Appendix B. Setting up a development environment

There are many reasons to start with a fresh slate when working on a new project. The following list shows a few of the more relevant ones with respect to ML project work:

  • Dependency management is easier with a clean environment.
  • Isolation of temporary files, logs, and artifacts is simpler.
  • Scripted environment creation makes porting to production easier.
  • Installation of libraries is less complex with fewer dependency collisions.

While many options exist for creating isolable environments for development of new projects, this appendix provides guidance on using Docker along with Conda’s package management suite of tools, just as the companion repository to this book does.

B.1 The case for a clean experimentation environment

A major struggle that data scientists have once they’ve been building prototypes on their local computers for long enough is that older projects simply can’t run anymore in the updated environments that subsequent projects have necessitated. As libraries evolve, the DSs upgrade library versions and add new packages with updated dependencies on other packages; dependencies change within this truly massive ecosystem comprising the large web of interconnected APIs

This incredibly complex and frustrating concept of maintaining compatibility among libraries is known as dependency hell, a moniker that is well-earned. Figure B.1 shows a typical scenario that happens with dependency struggles.

B-01

Figure B.1 Dependency hell in a common Python development environment. Package management struggles can waste a great deal of time.

As you can see, the options for resolving library conflicts on a single local environment are quite dire. On one hand, you could be forced to refactor code bases and train runtime environments, both actions being untenable as the number of projects grows at a company. Alternatively, the DS team members would have to waste countless hours modifying their installed packages (reverting or upgrading) each time that they wanted to work on a new project. It’s simply not a scalable solution.

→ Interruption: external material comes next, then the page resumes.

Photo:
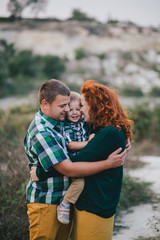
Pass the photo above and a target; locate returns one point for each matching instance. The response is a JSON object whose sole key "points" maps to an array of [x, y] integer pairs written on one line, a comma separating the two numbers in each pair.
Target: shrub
{"points": [[155, 92], [142, 117], [23, 63], [13, 178], [79, 53], [134, 193], [53, 66], [80, 16], [132, 92]]}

Regardless of the operating system that you’re running, if you have Python already installed on your machine, you’re going to have some deep dependencies among the packages that are also installed. Some of the experimentation and testing will require library installations that could break either previously developed projects or utility applications that are available to you on the command line. Not to mention that each team member’s computer likely has slight different versions of each of these critical packages, resulting in reproducibility issues if those team members run one another’s code.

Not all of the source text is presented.